One of the most crucial requirements of successful testing is being able to get the test results fast. Out of many aspects, the most important is the isolation of what's to be tested from everything that is outside of the specific test's scope. Most of the time this means running the test without database, UI, web service calls or disk access (except when you're specifically testing that part). This can be achieved by substituting (by the means of stubbing or mocking) the costly calls for the time of test execution.
Let's look at the common understanding of a unit:
Intuitively, one can view a unit as the smallest testable part of an application. In procedural programming a unit could be an entire module but is more commonly an individual function or procedure. In object-oriented programming a unit is often an entire interface, such as a class, but could be an individual method.
If we treat a class method as a unit, then using the available tools we can achieve both the ideal isolation and a high degree of code coverage (even 95-100%). What we get as a result is a set of classes that are working perfectly in isolation.

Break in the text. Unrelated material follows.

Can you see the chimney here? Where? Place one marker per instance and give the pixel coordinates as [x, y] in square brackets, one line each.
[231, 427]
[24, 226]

But do they work together?
Well, we can't really say anything without running other kinds of tests. Many of the errors will be caught by a type system, but only if that's available. If not, even changing a method signature will most probably break the system.
The way to solve the problem is to test the integration of the units. But we really want this process to be fast enough so that the code-test cycle can be ran often. Basically, we need another level of tests, or - to put it another way - we need tests with less granular units. That's a lot of work, and in the end it's a not-so-obvious way of introducing duplication: we test every part of a scenario and then the whole scenario itself.
Then how about being less strict with the definition of a unit and redefining it so that it's not only a class method anymore? Unfortunately, I can only now think of a bit vague definition of a unit: a closed set of code that makes sense in isolation.
If we have some kind of a framework class (date handling, i18n, general serialization), then it's perfectly fine for a unit of test. On the other hand, there might be a lot of technical code that is there just to support a set of web page interaction scenarios - in that case the whole page seems like a better choice for the unit of test. But again, handling the negative cases (the different paths of failure) is easier when the units are as small as possible.
Varying the size of a test unit is importang for maintaining good quality of the tests: bigger units cover more production code while requiring less test code; smaller units make sense for widely used types and are useful for pinpointing failure paths.